A pyrolite melt is used to model the composition of the bulk silicate Earth16. Minor elements are then added to the melt through substitution for Al3+ or Mg2+ while S is added either as S2− through substitution for oxygen or as S6+ through the addition of an anhydrite component (see Supplementary Tables 1 and 2 for all melt compositions). To determine if S may affect the vaporization behavior of In, we add S to each In-bearing system in the form of sulfide (S2−) through atomic substitution for oxygen and we add S to the In3+-bearing system in the form of sulfate (S6+) through the addition of anhydrite. S was added in a ratio of 3:1 and 3:2 (S:In) to observe an effect on the vaporization behavior of In. However, we do not explore the effect of the concentration of S on the volatility of In. Future studies are needed to examine the effect of the In/S ratio and their absolute concentrations on the vaporization behavior of In.

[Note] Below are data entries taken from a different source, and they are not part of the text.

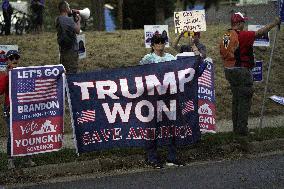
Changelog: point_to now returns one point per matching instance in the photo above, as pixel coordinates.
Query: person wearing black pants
(7, 14)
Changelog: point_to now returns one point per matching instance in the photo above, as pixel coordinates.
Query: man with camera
(67, 26)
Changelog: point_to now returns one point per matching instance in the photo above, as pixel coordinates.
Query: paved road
(255, 173)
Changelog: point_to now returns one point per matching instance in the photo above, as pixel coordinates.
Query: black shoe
(175, 163)
(155, 165)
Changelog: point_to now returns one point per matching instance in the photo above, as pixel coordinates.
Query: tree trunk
(160, 12)
(98, 14)
(120, 14)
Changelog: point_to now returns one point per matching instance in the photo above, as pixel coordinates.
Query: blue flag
(128, 107)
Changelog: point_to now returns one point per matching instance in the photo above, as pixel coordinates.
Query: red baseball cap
(238, 17)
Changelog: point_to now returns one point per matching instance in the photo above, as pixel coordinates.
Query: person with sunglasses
(236, 50)
(158, 55)
(13, 58)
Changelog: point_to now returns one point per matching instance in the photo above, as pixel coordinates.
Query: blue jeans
(151, 149)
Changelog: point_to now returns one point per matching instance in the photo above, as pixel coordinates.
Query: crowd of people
(236, 52)
(36, 7)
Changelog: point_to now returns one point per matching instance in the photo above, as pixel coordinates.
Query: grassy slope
(126, 48)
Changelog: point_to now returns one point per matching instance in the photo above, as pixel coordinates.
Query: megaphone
(85, 13)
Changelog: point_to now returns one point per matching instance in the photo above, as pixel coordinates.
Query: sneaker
(155, 165)
(11, 164)
(175, 163)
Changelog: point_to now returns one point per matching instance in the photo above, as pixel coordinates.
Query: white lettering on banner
(84, 89)
(124, 114)
(38, 107)
(170, 113)
(117, 109)
(29, 74)
(109, 88)
(138, 111)
(125, 89)
(164, 132)
(202, 90)
(183, 79)
(39, 140)
(89, 138)
(102, 91)
(52, 72)
(206, 120)
(152, 82)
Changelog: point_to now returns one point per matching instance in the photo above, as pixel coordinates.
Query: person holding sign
(236, 49)
(158, 55)
(194, 44)
(13, 58)
(67, 29)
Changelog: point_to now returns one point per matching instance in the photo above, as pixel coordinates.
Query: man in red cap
(236, 49)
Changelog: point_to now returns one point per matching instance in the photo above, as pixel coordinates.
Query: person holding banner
(158, 55)
(67, 29)
(194, 44)
(7, 14)
(236, 49)
(13, 58)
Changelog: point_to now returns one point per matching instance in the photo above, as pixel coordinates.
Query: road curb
(44, 172)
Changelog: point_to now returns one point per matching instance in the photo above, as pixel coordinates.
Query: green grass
(125, 48)
(208, 142)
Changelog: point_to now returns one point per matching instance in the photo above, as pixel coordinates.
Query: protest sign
(37, 108)
(262, 41)
(150, 30)
(4, 49)
(127, 107)
(257, 71)
(206, 99)
(81, 40)
(190, 21)
(278, 99)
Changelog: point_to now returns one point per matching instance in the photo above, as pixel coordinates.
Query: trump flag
(131, 106)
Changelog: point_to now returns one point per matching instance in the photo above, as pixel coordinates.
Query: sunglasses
(159, 40)
(14, 57)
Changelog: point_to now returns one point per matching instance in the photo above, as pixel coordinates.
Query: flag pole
(267, 78)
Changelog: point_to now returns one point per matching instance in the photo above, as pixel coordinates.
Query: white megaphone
(85, 13)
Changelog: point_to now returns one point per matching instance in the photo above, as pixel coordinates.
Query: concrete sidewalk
(222, 126)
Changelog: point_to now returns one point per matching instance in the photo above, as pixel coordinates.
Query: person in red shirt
(238, 62)
(13, 58)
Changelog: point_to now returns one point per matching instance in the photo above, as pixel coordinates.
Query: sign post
(281, 15)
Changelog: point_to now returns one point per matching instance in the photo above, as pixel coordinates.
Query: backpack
(65, 38)
(230, 50)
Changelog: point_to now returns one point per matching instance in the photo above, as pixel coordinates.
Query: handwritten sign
(190, 21)
(262, 41)
(81, 40)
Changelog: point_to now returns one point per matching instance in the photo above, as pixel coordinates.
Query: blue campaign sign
(37, 108)
(257, 71)
(281, 9)
(131, 106)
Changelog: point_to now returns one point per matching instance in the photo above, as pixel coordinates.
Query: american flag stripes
(86, 116)
(36, 90)
(187, 107)
(205, 79)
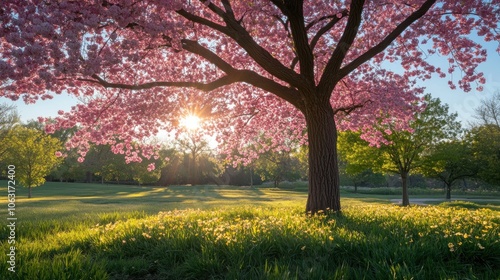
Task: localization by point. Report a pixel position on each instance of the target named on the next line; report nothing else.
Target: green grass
(90, 231)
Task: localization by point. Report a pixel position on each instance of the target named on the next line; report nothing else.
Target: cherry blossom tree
(245, 67)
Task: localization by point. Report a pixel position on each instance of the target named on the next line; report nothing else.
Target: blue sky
(458, 101)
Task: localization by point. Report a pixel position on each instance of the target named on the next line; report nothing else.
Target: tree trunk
(406, 198)
(324, 191)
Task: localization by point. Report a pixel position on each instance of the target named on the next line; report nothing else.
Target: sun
(191, 122)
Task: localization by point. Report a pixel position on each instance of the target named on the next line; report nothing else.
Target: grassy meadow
(93, 231)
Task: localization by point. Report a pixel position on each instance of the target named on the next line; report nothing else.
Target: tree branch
(387, 40)
(328, 79)
(326, 28)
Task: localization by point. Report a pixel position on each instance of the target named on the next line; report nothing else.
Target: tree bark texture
(324, 191)
(404, 182)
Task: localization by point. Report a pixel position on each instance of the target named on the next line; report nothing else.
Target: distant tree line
(435, 148)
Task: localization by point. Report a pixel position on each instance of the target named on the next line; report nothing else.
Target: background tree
(8, 118)
(248, 66)
(488, 112)
(351, 146)
(450, 161)
(34, 154)
(278, 167)
(193, 146)
(403, 150)
(485, 141)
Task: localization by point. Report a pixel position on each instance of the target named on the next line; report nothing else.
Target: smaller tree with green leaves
(403, 151)
(34, 154)
(449, 162)
(485, 141)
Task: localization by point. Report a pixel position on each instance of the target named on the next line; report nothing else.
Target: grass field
(92, 231)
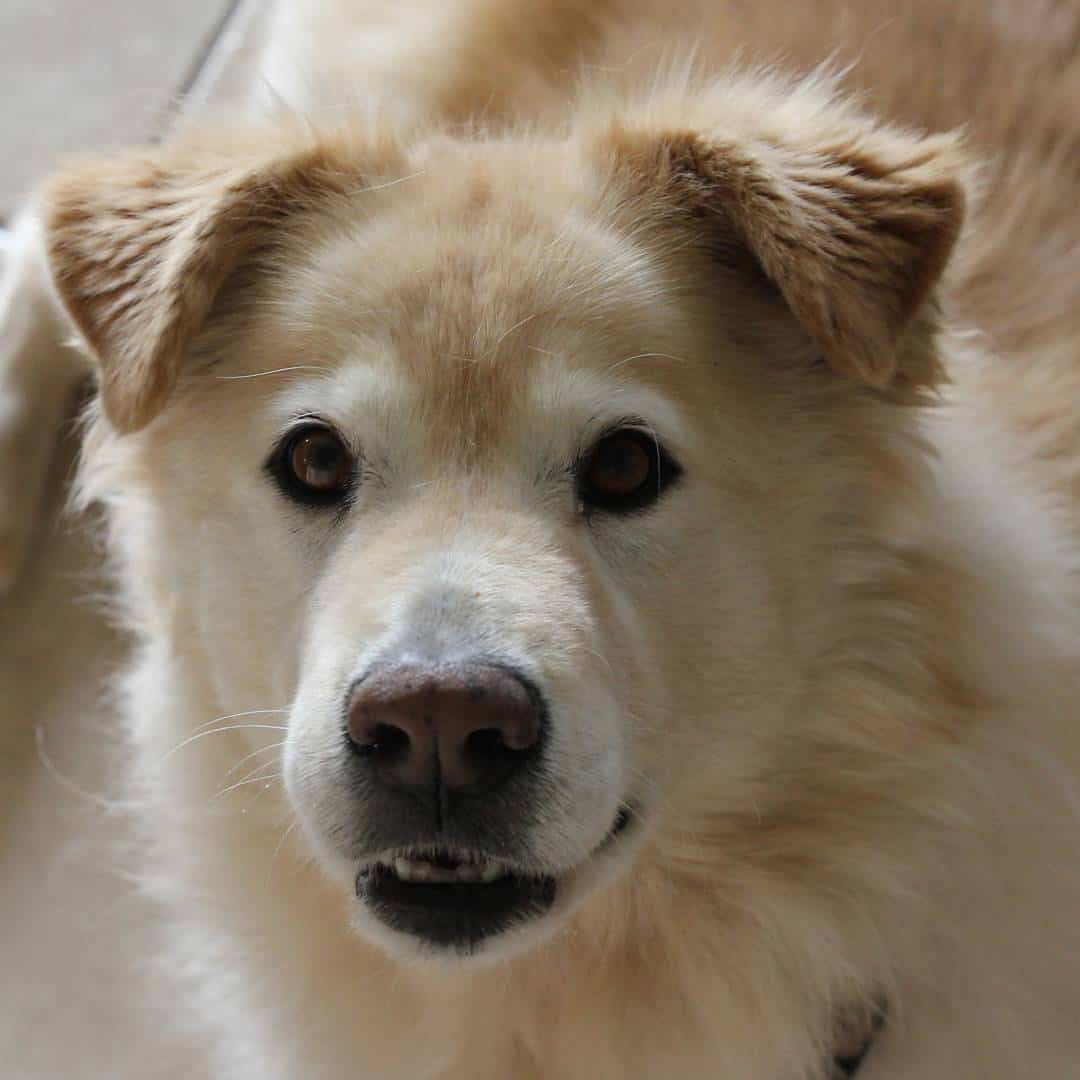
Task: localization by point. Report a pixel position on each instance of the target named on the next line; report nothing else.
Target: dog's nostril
(383, 740)
(451, 726)
(491, 744)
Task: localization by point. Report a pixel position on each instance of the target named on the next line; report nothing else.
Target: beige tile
(79, 75)
(80, 998)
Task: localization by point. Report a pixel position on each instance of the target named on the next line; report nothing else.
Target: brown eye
(626, 470)
(313, 466)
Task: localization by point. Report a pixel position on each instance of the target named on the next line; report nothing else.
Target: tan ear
(140, 245)
(852, 225)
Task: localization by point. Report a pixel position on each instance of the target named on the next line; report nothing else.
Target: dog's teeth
(421, 869)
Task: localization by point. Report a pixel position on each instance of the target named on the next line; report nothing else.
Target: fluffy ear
(852, 223)
(140, 245)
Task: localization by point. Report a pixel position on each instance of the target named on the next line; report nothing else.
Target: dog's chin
(455, 907)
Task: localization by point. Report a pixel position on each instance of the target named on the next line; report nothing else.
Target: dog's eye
(312, 464)
(626, 470)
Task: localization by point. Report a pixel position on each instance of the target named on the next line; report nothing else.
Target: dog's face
(505, 466)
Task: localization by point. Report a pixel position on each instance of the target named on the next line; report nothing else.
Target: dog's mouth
(455, 900)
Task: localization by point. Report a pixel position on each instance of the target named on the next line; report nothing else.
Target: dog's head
(537, 475)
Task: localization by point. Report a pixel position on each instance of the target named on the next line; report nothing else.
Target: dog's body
(834, 669)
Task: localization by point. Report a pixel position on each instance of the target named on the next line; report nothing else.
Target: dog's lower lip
(453, 899)
(448, 913)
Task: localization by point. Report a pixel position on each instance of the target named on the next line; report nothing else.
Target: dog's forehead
(482, 288)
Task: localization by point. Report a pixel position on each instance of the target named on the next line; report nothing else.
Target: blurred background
(79, 995)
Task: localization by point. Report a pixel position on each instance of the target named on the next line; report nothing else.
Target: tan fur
(842, 658)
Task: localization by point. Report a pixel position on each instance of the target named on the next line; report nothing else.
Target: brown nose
(447, 726)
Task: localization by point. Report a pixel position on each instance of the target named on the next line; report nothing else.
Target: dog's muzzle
(451, 760)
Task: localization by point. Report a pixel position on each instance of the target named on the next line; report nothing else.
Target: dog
(595, 489)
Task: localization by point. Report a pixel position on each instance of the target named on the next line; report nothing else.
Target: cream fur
(838, 665)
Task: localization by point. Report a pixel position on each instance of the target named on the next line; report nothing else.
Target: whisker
(254, 753)
(217, 731)
(284, 836)
(237, 716)
(268, 779)
(273, 370)
(68, 784)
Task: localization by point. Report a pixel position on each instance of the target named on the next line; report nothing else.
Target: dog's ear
(140, 245)
(851, 223)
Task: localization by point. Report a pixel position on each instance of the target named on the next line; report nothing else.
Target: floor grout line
(219, 44)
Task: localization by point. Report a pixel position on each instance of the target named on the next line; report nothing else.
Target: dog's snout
(450, 727)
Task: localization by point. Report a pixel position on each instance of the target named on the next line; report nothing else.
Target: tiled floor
(77, 75)
(79, 997)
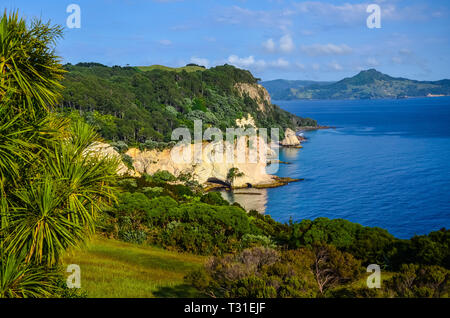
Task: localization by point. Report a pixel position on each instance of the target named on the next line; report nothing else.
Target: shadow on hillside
(178, 291)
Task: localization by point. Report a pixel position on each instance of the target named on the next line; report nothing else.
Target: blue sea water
(386, 164)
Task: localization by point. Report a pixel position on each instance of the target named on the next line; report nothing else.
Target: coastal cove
(384, 165)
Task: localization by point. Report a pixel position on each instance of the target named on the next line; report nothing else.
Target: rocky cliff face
(256, 92)
(290, 138)
(211, 161)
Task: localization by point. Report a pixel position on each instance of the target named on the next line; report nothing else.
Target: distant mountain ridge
(369, 84)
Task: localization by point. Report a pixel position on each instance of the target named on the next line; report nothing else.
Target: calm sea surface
(386, 164)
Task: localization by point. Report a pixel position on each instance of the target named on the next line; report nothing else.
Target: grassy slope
(111, 268)
(166, 68)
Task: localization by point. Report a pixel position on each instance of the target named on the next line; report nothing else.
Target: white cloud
(286, 43)
(200, 61)
(326, 49)
(280, 63)
(372, 62)
(245, 62)
(300, 66)
(335, 66)
(165, 42)
(269, 45)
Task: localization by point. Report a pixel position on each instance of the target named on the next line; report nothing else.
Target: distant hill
(187, 68)
(280, 88)
(143, 105)
(369, 84)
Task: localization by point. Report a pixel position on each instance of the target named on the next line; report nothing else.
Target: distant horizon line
(265, 80)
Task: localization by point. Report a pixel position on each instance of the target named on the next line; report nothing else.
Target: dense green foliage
(145, 105)
(50, 187)
(255, 256)
(368, 84)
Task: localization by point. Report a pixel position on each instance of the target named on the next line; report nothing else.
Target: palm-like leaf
(20, 280)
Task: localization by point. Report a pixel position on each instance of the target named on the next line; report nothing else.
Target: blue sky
(318, 40)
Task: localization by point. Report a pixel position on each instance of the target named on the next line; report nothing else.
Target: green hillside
(111, 268)
(280, 89)
(144, 105)
(369, 84)
(187, 68)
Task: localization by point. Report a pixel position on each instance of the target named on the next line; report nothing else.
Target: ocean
(386, 164)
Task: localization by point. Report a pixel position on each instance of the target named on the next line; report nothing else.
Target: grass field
(111, 268)
(167, 68)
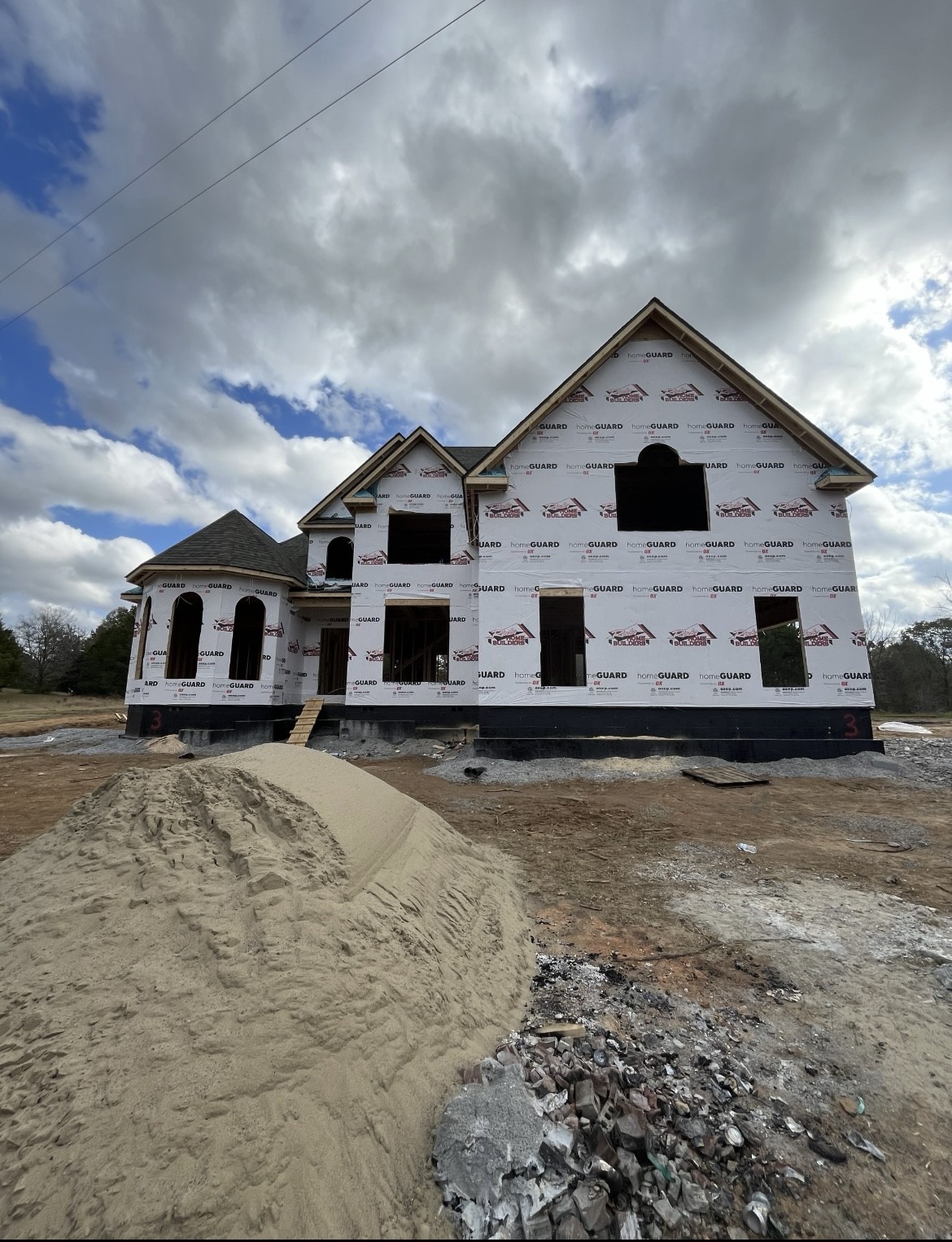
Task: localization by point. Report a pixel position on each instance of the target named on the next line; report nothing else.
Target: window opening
(661, 492)
(561, 632)
(418, 540)
(340, 558)
(416, 644)
(184, 637)
(780, 640)
(246, 640)
(144, 623)
(333, 667)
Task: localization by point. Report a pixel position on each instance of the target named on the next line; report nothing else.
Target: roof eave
(817, 441)
(142, 574)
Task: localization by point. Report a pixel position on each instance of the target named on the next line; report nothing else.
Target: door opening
(561, 632)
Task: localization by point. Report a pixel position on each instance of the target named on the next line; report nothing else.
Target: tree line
(47, 651)
(50, 651)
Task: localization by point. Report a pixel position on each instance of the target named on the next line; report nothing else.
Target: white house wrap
(559, 521)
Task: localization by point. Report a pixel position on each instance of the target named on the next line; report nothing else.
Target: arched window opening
(184, 637)
(144, 623)
(246, 640)
(661, 492)
(340, 558)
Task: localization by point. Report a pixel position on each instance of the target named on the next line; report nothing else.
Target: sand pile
(234, 998)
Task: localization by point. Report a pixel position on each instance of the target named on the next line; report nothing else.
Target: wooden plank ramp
(306, 722)
(724, 776)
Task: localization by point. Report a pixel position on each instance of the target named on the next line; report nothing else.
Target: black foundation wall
(739, 734)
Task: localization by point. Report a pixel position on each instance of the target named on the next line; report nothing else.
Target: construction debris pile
(571, 1131)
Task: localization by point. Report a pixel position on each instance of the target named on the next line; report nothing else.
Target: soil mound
(234, 998)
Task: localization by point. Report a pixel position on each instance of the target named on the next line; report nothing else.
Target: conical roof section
(231, 542)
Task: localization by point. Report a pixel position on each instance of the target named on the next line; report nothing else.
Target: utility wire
(179, 146)
(238, 167)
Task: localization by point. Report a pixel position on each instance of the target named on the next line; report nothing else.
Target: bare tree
(51, 641)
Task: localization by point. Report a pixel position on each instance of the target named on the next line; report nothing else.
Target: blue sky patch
(28, 382)
(337, 411)
(112, 526)
(42, 138)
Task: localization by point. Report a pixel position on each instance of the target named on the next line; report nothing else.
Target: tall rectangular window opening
(780, 640)
(418, 538)
(416, 642)
(333, 666)
(661, 492)
(561, 634)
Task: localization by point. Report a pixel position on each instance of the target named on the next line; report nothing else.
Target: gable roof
(378, 469)
(848, 472)
(231, 543)
(312, 516)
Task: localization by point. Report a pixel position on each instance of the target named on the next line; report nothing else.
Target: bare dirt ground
(823, 944)
(24, 715)
(819, 940)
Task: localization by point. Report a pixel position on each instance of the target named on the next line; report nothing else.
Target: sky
(449, 243)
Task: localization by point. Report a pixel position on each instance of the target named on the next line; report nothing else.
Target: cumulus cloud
(63, 566)
(456, 238)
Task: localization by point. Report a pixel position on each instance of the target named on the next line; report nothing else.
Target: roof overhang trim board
(311, 517)
(658, 316)
(146, 571)
(360, 495)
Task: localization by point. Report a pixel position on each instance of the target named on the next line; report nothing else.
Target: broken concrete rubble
(651, 1135)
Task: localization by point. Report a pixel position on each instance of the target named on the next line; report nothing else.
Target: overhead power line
(238, 167)
(179, 146)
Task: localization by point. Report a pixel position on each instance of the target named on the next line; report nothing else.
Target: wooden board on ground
(724, 776)
(306, 723)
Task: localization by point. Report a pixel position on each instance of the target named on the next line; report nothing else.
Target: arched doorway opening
(246, 640)
(144, 623)
(340, 558)
(184, 637)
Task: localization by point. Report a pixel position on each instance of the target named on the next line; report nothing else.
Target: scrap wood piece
(564, 1030)
(724, 776)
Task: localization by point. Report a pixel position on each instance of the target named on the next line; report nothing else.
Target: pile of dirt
(235, 995)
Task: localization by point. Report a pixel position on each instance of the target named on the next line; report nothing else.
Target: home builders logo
(581, 394)
(742, 507)
(692, 636)
(513, 508)
(819, 636)
(630, 392)
(683, 392)
(512, 636)
(632, 636)
(798, 508)
(745, 637)
(570, 508)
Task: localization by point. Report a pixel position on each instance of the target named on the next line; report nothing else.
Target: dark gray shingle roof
(468, 455)
(234, 542)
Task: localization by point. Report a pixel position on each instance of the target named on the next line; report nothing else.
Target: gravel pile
(925, 760)
(654, 1128)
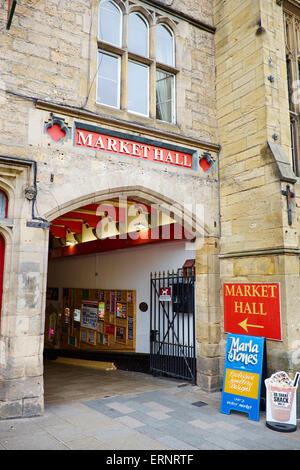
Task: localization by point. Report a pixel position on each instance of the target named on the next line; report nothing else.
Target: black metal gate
(172, 326)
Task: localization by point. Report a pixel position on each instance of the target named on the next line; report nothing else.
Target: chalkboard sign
(89, 315)
(130, 327)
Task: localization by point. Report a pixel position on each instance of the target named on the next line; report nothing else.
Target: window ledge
(140, 58)
(105, 46)
(167, 68)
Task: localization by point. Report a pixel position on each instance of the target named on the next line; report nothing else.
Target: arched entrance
(102, 251)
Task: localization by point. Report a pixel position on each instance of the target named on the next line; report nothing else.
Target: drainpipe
(37, 222)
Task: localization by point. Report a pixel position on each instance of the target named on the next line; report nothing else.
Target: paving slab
(135, 411)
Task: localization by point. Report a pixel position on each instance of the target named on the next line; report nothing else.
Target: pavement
(150, 413)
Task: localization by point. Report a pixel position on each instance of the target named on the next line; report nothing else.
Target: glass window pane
(108, 91)
(164, 45)
(3, 203)
(138, 77)
(164, 96)
(137, 35)
(110, 23)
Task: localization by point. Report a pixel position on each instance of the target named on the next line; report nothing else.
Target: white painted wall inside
(122, 269)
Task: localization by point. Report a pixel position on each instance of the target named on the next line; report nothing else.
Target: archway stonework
(92, 181)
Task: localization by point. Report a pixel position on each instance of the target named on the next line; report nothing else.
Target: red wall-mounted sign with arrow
(253, 309)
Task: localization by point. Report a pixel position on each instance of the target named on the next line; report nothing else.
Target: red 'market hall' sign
(252, 309)
(117, 143)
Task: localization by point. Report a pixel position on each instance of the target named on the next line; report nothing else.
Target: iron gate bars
(172, 326)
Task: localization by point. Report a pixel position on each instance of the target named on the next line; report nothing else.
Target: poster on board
(89, 315)
(242, 375)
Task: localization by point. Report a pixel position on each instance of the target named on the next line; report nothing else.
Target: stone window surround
(149, 61)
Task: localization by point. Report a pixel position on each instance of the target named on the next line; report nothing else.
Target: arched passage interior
(101, 256)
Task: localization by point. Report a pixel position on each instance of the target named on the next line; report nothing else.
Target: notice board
(253, 308)
(243, 375)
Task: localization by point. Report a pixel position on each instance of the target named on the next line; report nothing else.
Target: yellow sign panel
(241, 383)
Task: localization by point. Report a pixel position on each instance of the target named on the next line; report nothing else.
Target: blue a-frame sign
(243, 375)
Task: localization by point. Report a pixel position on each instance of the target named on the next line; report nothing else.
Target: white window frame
(144, 19)
(173, 119)
(119, 79)
(148, 88)
(121, 23)
(173, 42)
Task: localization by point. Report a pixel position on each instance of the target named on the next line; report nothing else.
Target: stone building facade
(229, 111)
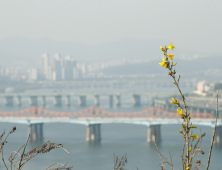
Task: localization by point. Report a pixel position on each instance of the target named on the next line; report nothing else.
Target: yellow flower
(180, 131)
(162, 49)
(164, 64)
(170, 56)
(195, 136)
(174, 101)
(171, 46)
(179, 111)
(183, 125)
(190, 149)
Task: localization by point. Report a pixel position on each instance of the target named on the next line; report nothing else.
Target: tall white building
(46, 69)
(69, 66)
(32, 74)
(58, 67)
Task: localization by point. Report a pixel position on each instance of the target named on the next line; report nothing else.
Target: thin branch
(19, 165)
(163, 167)
(214, 132)
(55, 164)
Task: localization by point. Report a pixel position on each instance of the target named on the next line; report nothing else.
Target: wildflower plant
(186, 131)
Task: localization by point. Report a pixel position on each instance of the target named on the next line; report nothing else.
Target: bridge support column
(9, 101)
(58, 100)
(33, 100)
(68, 103)
(96, 100)
(218, 135)
(82, 100)
(150, 133)
(110, 101)
(43, 100)
(118, 100)
(18, 101)
(136, 100)
(93, 133)
(36, 132)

We considered densities ranging from about 0.95 to 2.6 g cm−3. Nano-sized cavities begin to nucleate at ~2.6 g cm−3 and the total volume of the cavities increases with decreasing density. At a density of ~1.8 g cm−3, the more volatile elements, such as Na and In, begin to vaporize into the void space in the form of vapor molecules. This results in the coexistence of two phases: an interconnected silicate melt phase and a vapor-like phase. The speciation module of the Universal Molecular Dynamics package41 was used for identifying the vaporized species42. Maximum allowable bond distances were determined from the pair distribution functions43. The volatile species are able to continuously migrate between the void spaces and the silicate melt during the course of the simulation. The predisposition of the volatile species to exist in the vapor phase over the melt phase depends on the degree of volatility of the species and the pressure–temperature conditions. For one individual simulation, the volatilities are exact as they represent the number of atoms that exist in the vapor phase during the simulation time. Performing the simulations with different initial configurations and examining the convergence of the simulations with time gives an estimate of the uncertainties (Supplementary Table 4). Although a large fraction of the densities in this study corresponds to pressures below 10 kbar, ab initio molecular dynamics simulations are unable to accurately estimate low pressures due to the limitation in the size of the system (i.e., number of atoms) and the relatively short duration of the simulations43,44. Thus, we report the density–temperature conditions, which can be related to pressure through future experimental equation-of-state studies.